Как и предсказывал монах, Вивальди спросили об отце Скедони; юноша ответил теми же словами, что и таинственному посетителю, однако ему было сказано, что он знает больше, чем утверждает.
— Я больше ничего не знаю, — заявил юноша.
— Ты уклоняешься от ответа. Открой все, о чем тебе довелось услышать, и
Вивальди безмолвствовал, пока громовой голос главного инквизитора не призвал его блюсти клятву.
— Я держу данное мною слово, — произнес Вивальди, — и заклинаю вас поверить, что придерживаюсь истины, когда утверждаю, что считаю сведения, которые собираюсь сообщить, совершенно недостоверными: в их пользу я не располагаю ни малейшими доказательствами.
— Придерживайся истины! — послышался другой голос из трибунала, и Вивальди почудилось, будто он различает интонации монаха.

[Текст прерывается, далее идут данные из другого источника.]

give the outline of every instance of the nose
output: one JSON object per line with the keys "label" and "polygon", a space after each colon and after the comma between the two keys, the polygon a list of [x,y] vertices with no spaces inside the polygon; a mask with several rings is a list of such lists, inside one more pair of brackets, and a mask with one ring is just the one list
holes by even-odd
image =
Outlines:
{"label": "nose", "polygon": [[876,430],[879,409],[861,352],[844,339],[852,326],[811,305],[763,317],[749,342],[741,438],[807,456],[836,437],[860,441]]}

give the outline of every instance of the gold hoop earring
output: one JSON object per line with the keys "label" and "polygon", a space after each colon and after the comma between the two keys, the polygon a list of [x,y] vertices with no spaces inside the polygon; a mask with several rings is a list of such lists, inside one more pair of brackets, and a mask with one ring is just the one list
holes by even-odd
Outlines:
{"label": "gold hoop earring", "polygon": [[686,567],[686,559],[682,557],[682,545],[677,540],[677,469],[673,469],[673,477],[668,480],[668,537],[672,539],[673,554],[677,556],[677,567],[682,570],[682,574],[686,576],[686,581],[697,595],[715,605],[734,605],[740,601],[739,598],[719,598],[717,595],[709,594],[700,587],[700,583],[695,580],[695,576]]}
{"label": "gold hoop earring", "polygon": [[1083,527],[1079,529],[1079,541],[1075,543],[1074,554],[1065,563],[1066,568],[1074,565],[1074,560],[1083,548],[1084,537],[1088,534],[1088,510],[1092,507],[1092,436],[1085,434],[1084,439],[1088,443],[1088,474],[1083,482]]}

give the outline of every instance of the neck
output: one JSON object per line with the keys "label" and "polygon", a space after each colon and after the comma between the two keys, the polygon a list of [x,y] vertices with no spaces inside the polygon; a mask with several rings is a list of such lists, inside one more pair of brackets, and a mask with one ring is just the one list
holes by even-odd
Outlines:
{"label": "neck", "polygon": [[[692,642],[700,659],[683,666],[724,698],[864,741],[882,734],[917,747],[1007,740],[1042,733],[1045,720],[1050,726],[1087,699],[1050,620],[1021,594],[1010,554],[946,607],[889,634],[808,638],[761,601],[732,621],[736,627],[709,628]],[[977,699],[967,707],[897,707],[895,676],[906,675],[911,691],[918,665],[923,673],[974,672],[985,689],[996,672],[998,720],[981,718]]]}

После небольшой паузы слова эти повторились снова. Вивальди пересказал все сообщенное ему незнакомцем относительно семейства Скедони — рассказал об обличье, принятом им в монастыре Спирито-Санто, но обошел молчанием исповедника Ансальдо, а также все обстоятельства, сопряженные со страшными откровениями на исповеди. В заключение Вивальди вновь заявил, что не располагает достаточными основаниями считать эти сведения хоть сколько-нибудь правдоподобными.
— От кого же они исходят? — поинтересовался главный инквизитор.
Вивальди молчал.
— Кто их тебе сообщил? — строго потребовал второй инквизитор.
Вивальди, после минутного колебания, начал:
— Святые отцы, мой рассказ покажется вам настолько невероятным…
— Трепещи! — шепнул Вивальди на ухо голос, заставивший его вздрогнуть: это был голос монаха. Начатая юношей фраза прервалась на полуслове.
— От кого исходят все эти сведения? — настаивал инквизитор.
— Это никому не известно, даже мне! — пробормотал Вивальди.
— Не прибегай к недостойным уловкам!
— Клятвенно заверяю вас, — воскликнул Вивальди, — что не знаю ни имени, ни звания моего осведомителя! Я впервые увидел его лицо только тогда, когда он заговорил об отце Скедони.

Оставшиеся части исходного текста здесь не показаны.